Sorry to hear about your situation, Jamie. I'm so glad you do have 2 little ones and a supportive hubby, I know that's what's keepin ya goin. We've been thinking of you guys. xoxo ...in the meantime..you can always bbsit for me... ;)

Bailey said...

Geez, you're sitting right in front of me and I got teary -eyed. The Lord has his hand in it all. He knows whats best for you and your family. He knew you were strong enough to go through that trial. I love you and your two sweeties...and your time will come again!

taytum said...

Hey! Bailey directed me over to your page to read this entry. I am so sorry about your miscarriage. She actually had told me about it a long time ago and even though I don't know you very well I was so sad for you then. Reading this just made me feel it even more. The worst thing of all was that I had a cousin and a friend that had babies and carried them 7 months or more and lost their babies. I felt so guilty for ever having negative feelings that they were pregnant and I wasn't. It was so tough. I was happy for them, but jealous. Then when they lost their babies I felt so guilty for ever feeling that way at all. Thanks for sharing your story. And I hope you don't mind me checking your blog!

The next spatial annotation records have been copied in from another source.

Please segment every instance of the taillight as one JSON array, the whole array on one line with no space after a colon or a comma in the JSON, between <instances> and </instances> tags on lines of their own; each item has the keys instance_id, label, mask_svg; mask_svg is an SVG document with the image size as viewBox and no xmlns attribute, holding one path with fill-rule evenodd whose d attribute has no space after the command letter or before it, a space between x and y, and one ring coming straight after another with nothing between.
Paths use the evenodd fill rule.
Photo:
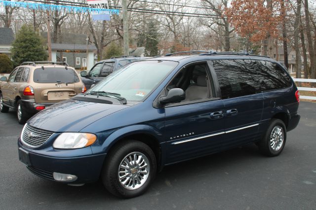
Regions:
<instances>
[{"instance_id":1,"label":"taillight","mask_svg":"<svg viewBox=\"0 0 316 210\"><path fill-rule=\"evenodd\" d=\"M299 103L300 103L300 92L298 92L298 90L297 90L296 92L295 92L295 98L296 98L296 101L297 101L297 102Z\"/></svg>"},{"instance_id":2,"label":"taillight","mask_svg":"<svg viewBox=\"0 0 316 210\"><path fill-rule=\"evenodd\" d=\"M86 88L85 86L84 86L84 85L83 85L83 86L82 86L82 89L81 90L81 92L82 93L83 93L86 91L87 91L87 88Z\"/></svg>"},{"instance_id":3,"label":"taillight","mask_svg":"<svg viewBox=\"0 0 316 210\"><path fill-rule=\"evenodd\" d=\"M27 86L23 90L23 95L24 96L34 96L34 90L31 86Z\"/></svg>"},{"instance_id":4,"label":"taillight","mask_svg":"<svg viewBox=\"0 0 316 210\"><path fill-rule=\"evenodd\" d=\"M38 105L35 107L35 109L41 110L45 109L45 106L43 105Z\"/></svg>"}]
</instances>

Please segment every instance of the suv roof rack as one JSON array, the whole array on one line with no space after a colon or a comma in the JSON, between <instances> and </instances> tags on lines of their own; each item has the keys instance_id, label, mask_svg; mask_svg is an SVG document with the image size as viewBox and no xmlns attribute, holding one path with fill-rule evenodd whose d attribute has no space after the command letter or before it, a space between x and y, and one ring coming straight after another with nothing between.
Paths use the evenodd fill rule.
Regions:
<instances>
[{"instance_id":1,"label":"suv roof rack","mask_svg":"<svg viewBox=\"0 0 316 210\"><path fill-rule=\"evenodd\" d=\"M181 52L176 52L172 53L167 53L164 56L170 56L172 55L174 55L176 54L180 54L180 53L209 53L210 51L206 51L204 50L190 50L188 51L181 51Z\"/></svg>"},{"instance_id":2,"label":"suv roof rack","mask_svg":"<svg viewBox=\"0 0 316 210\"><path fill-rule=\"evenodd\" d=\"M110 59L113 58L135 58L140 57L140 55L121 55L120 56L114 56L110 58Z\"/></svg>"},{"instance_id":3,"label":"suv roof rack","mask_svg":"<svg viewBox=\"0 0 316 210\"><path fill-rule=\"evenodd\" d=\"M36 64L58 64L60 65L69 66L68 64L63 61L33 61L23 62L21 65L32 65L35 66Z\"/></svg>"}]
</instances>

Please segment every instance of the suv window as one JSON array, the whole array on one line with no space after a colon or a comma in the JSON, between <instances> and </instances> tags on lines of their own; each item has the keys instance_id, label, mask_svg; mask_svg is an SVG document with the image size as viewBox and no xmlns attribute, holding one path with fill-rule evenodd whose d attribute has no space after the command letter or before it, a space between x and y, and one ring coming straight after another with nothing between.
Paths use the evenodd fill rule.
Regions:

Your kids are beautiful. I know you'll be blessed with more.

Kristi @ Lolly Jane said...

I don't talk about infertility with many people but I can say I honestly feel your loss. Hope you're surviving. XO

Briana said...

Jamie, I'm sorry you had to experience that. I went through it a couple times and know the sorrow. So true how we take it all for granted when it comes so easily for us. In that respect, maybe it's worthwhile to have a loss in order to gain greater empathy for those who always struggle with the possibility of having children in this life. Take care. I love you. ~Bri

Pepper Lovin! said...

Jams~

I have never heard of that brand of jeans! sorry.